L’AUBERGE DU SOLEIL BLEU


C’était un pauvre ramassis de cahutes, qu’en tout autre lieu moins sauvage on n’eût pas songé à baptiser du nom de hameau, que l’endroit où les bœufs fatigués s’arrêtèrent d’eux-mêmes, secouant d’un air de satisfaction les longs filaments de bave pendant de leurs mufles humides.
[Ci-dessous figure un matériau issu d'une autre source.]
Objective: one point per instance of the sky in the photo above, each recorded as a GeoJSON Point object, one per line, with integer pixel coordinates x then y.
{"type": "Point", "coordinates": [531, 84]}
Le hameau se composait de cinq ou six cabanes éparses sous des arbres d’une assez belle venue, dont un peu de terre végétale, accrue par les fumiers et les détritus de toutes sortes, avait favorisé la croissance. Ces maisons faites de torchis, de pierrailles, de troncs à demi équarris, de bouts de planches, couvertes de grands toits de chaume brunis de mousse et tombant presque jusqu’à terre, avec leurs hangars où traînaient quelques instruments aratoires déjetés et souillés de boue, semblaient plus propres à loger des animaux immondes que des créatures façonnées à l’image de Dieu ; aussi quelques cochons noirs les partageaient-ils avec leurs maîtres sans montrer le moindre dégoût, ce qui prouvait peu de délicatesse de la part de ces sangliers intimes.